Zero-Shot Scene Change Detection
Kyusik Cho, Dong Yeop Kim, Euntai Kim
TL;DR
The paper tackles Scene Change Detection without training data by reusing a pre-trained tracking model to compare a reference image with a query image, reframing SCD as a tracking problem. It introduces two training-free mechanisms—a content-adaptive threshold and a style bridging layer—to address content gaps and style variations, respectively, and extends the approach to video for enhanced temporal reasoning. Through experiments on ChangeSim, VL-CMU-CD, and PCD, the method demonstrates robust cross-domain performance and competitive results relative to trained baselines, without data-label costs. The work offers practical benefits for real-world deployment where style variation and labeling costs hinder traditional supervised SCD methods, and it provides a versatile framework for zero-shot SCD in both images and video.
Abstract
We present a novel, training-free approach to scene change detection.

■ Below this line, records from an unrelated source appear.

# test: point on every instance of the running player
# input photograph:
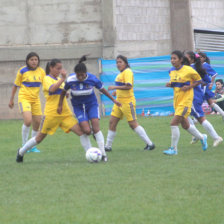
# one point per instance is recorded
(52, 87)
(208, 94)
(196, 109)
(29, 79)
(183, 79)
(84, 101)
(125, 95)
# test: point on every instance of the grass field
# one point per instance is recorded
(59, 186)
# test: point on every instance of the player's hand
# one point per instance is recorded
(168, 84)
(114, 93)
(59, 110)
(117, 103)
(111, 87)
(185, 88)
(63, 73)
(11, 104)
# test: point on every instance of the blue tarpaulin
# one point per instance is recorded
(150, 76)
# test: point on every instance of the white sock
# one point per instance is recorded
(190, 120)
(110, 138)
(100, 142)
(141, 132)
(194, 131)
(217, 108)
(28, 145)
(175, 136)
(85, 142)
(33, 133)
(210, 129)
(25, 133)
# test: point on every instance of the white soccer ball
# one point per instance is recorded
(93, 155)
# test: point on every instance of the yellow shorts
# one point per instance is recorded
(126, 110)
(182, 111)
(33, 107)
(50, 124)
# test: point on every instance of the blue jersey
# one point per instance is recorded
(83, 92)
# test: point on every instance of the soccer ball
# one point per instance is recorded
(93, 155)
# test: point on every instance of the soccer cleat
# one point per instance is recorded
(217, 141)
(34, 149)
(170, 151)
(194, 140)
(149, 147)
(19, 158)
(108, 149)
(204, 142)
(104, 159)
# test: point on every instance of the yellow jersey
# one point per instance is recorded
(123, 78)
(185, 75)
(52, 99)
(29, 82)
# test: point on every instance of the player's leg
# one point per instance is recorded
(115, 117)
(129, 112)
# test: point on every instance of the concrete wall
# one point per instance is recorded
(142, 27)
(207, 14)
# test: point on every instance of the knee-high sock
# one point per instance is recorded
(210, 129)
(141, 132)
(28, 145)
(175, 136)
(25, 133)
(110, 138)
(194, 131)
(100, 142)
(85, 142)
(217, 108)
(33, 133)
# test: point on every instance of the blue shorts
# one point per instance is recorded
(86, 112)
(208, 94)
(196, 109)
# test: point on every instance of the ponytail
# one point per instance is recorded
(51, 63)
(81, 67)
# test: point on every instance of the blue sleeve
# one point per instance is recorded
(98, 83)
(67, 86)
(210, 71)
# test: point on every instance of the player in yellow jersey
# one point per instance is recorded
(29, 79)
(125, 95)
(183, 79)
(52, 87)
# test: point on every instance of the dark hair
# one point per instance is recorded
(219, 80)
(204, 56)
(124, 59)
(179, 54)
(30, 55)
(81, 67)
(51, 63)
(197, 62)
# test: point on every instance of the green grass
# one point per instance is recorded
(59, 186)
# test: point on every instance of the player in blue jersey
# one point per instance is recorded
(84, 101)
(29, 79)
(208, 94)
(196, 110)
(182, 79)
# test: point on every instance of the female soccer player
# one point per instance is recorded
(182, 79)
(29, 79)
(125, 95)
(52, 87)
(208, 94)
(196, 109)
(84, 101)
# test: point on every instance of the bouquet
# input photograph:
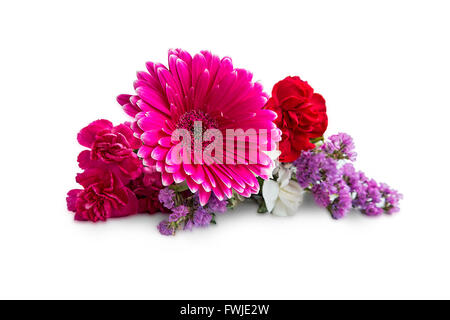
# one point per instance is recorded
(203, 137)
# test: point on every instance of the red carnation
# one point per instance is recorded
(110, 147)
(104, 196)
(302, 115)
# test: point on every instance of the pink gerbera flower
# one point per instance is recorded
(208, 89)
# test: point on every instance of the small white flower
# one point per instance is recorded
(284, 196)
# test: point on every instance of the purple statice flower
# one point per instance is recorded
(217, 206)
(336, 185)
(188, 225)
(371, 209)
(321, 195)
(202, 217)
(178, 212)
(164, 228)
(166, 197)
(343, 202)
(308, 168)
(391, 197)
(340, 146)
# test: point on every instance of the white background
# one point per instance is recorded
(383, 68)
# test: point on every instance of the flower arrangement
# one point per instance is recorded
(203, 137)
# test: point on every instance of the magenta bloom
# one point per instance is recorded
(111, 147)
(104, 196)
(146, 188)
(208, 89)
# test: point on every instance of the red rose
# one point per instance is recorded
(104, 196)
(302, 115)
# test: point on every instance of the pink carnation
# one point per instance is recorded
(104, 196)
(110, 147)
(146, 188)
(208, 89)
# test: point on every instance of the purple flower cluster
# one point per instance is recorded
(337, 185)
(340, 146)
(166, 197)
(187, 211)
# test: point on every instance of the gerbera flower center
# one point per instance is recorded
(197, 122)
(187, 121)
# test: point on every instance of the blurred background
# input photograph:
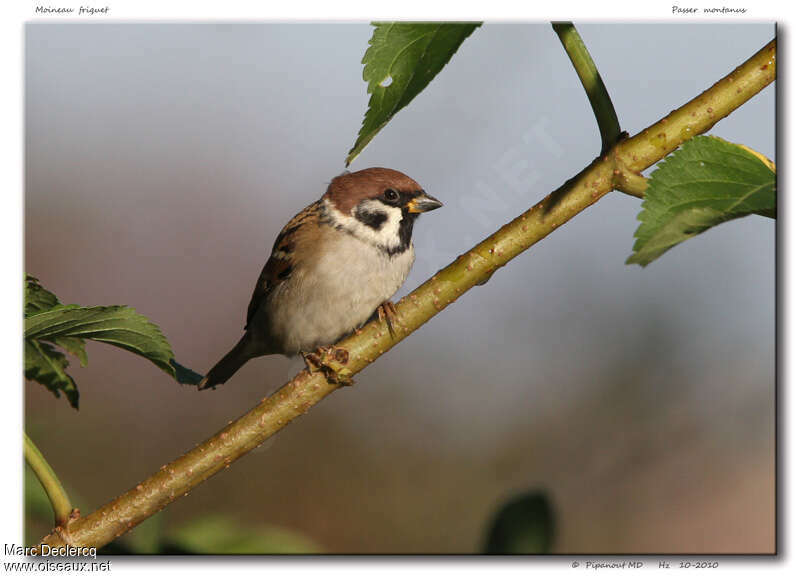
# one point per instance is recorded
(162, 159)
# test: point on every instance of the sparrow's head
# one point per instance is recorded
(378, 205)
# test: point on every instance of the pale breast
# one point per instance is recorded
(335, 294)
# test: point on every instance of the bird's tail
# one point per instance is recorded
(229, 364)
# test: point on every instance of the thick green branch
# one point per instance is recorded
(601, 103)
(476, 265)
(62, 509)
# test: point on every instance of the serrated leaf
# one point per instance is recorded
(120, 326)
(47, 366)
(706, 182)
(185, 375)
(402, 58)
(37, 298)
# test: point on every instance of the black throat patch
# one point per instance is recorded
(374, 220)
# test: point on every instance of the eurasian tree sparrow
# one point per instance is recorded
(332, 266)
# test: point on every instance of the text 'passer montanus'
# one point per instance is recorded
(332, 266)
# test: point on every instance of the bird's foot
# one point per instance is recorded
(331, 362)
(388, 313)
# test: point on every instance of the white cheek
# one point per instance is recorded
(386, 236)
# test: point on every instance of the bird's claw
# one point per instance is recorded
(388, 313)
(330, 361)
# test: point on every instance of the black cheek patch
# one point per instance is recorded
(373, 220)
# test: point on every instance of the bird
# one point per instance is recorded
(332, 267)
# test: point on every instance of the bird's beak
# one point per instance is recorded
(422, 203)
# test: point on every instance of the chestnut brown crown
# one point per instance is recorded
(348, 189)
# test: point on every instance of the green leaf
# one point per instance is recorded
(706, 182)
(524, 525)
(120, 326)
(47, 366)
(37, 298)
(217, 535)
(402, 58)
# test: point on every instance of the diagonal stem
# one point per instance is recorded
(601, 103)
(473, 267)
(47, 477)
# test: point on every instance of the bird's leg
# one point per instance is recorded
(387, 312)
(331, 361)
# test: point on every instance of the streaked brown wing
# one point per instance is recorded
(279, 265)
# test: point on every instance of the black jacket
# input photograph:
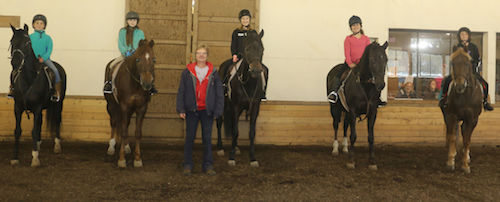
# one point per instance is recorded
(237, 42)
(474, 54)
(186, 95)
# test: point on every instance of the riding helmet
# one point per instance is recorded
(463, 29)
(353, 20)
(40, 17)
(244, 12)
(132, 15)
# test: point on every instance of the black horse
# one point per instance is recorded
(247, 88)
(361, 93)
(32, 93)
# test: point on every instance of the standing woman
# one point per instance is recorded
(128, 41)
(199, 99)
(463, 37)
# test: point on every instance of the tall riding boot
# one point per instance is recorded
(56, 97)
(486, 104)
(11, 92)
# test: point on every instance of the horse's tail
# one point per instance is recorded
(54, 109)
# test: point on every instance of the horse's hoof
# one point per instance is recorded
(14, 162)
(220, 152)
(138, 164)
(122, 164)
(111, 152)
(35, 162)
(466, 169)
(127, 149)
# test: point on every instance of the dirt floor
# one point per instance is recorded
(410, 173)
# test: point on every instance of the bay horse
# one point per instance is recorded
(464, 104)
(32, 92)
(361, 93)
(247, 90)
(133, 78)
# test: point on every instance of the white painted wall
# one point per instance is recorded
(303, 39)
(85, 35)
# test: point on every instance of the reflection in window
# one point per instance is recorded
(418, 60)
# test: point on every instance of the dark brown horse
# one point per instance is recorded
(132, 81)
(247, 90)
(361, 94)
(32, 93)
(464, 104)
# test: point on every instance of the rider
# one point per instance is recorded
(354, 46)
(128, 41)
(237, 41)
(463, 37)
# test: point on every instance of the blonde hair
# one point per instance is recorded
(203, 46)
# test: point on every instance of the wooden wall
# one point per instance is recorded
(279, 123)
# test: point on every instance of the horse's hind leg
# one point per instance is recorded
(17, 134)
(220, 148)
(451, 128)
(335, 112)
(138, 135)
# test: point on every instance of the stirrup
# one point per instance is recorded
(333, 93)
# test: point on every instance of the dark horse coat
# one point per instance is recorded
(361, 91)
(32, 93)
(246, 93)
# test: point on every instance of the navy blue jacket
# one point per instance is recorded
(186, 95)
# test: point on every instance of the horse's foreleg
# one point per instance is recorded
(220, 148)
(124, 121)
(17, 134)
(451, 127)
(251, 135)
(371, 138)
(35, 134)
(138, 135)
(352, 121)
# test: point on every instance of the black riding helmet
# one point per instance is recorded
(132, 15)
(463, 29)
(244, 12)
(39, 17)
(353, 20)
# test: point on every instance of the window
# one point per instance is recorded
(418, 60)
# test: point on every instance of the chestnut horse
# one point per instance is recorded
(464, 103)
(133, 78)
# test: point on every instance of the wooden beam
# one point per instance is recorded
(6, 21)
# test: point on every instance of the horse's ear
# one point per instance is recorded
(141, 42)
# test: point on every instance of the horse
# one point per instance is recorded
(32, 92)
(247, 89)
(464, 104)
(133, 79)
(361, 95)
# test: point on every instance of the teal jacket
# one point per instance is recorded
(41, 44)
(122, 41)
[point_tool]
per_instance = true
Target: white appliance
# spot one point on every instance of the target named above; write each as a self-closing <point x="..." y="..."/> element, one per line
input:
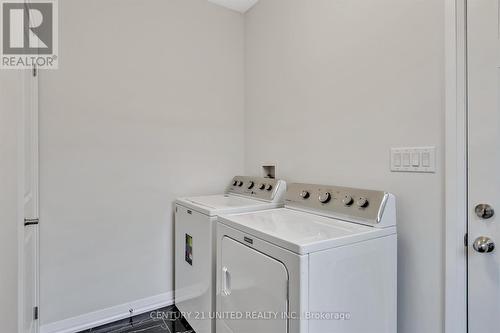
<point x="327" y="262"/>
<point x="195" y="226"/>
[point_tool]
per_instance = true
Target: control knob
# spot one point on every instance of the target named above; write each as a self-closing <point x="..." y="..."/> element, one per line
<point x="348" y="200"/>
<point x="325" y="197"/>
<point x="304" y="194"/>
<point x="362" y="202"/>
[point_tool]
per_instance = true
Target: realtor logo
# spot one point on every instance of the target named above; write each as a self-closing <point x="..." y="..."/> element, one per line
<point x="29" y="34"/>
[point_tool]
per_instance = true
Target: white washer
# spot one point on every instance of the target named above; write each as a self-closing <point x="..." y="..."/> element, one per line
<point x="327" y="262"/>
<point x="195" y="225"/>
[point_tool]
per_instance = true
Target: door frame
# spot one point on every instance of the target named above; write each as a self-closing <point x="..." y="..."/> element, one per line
<point x="456" y="179"/>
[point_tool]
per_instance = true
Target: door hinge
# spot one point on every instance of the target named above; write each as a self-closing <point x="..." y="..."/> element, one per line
<point x="34" y="221"/>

Our method leverages tracking models, which inherently perform change detection between consecutive frames of video by identifying common objects and detecting new or missing objects. Specifically, our method takes advantage of the change detection effect of the tracking model by inputting reference and query images instead of consecutive frames. Furthermore, we focus on the content gap and style gap between two input images in change detection, and address both issues by proposing adaptive content threshold and style bridging layers, respectively. Finally, we extend our approach to video, leveraging rich temporal information to enhance the performance of scene change detection. We compare our approach and baseline through various experiments. While existing train-based baseline tend to specialize only in the trained domain, our method shows consistent performance across various domains, proving the competitiveness of our approach.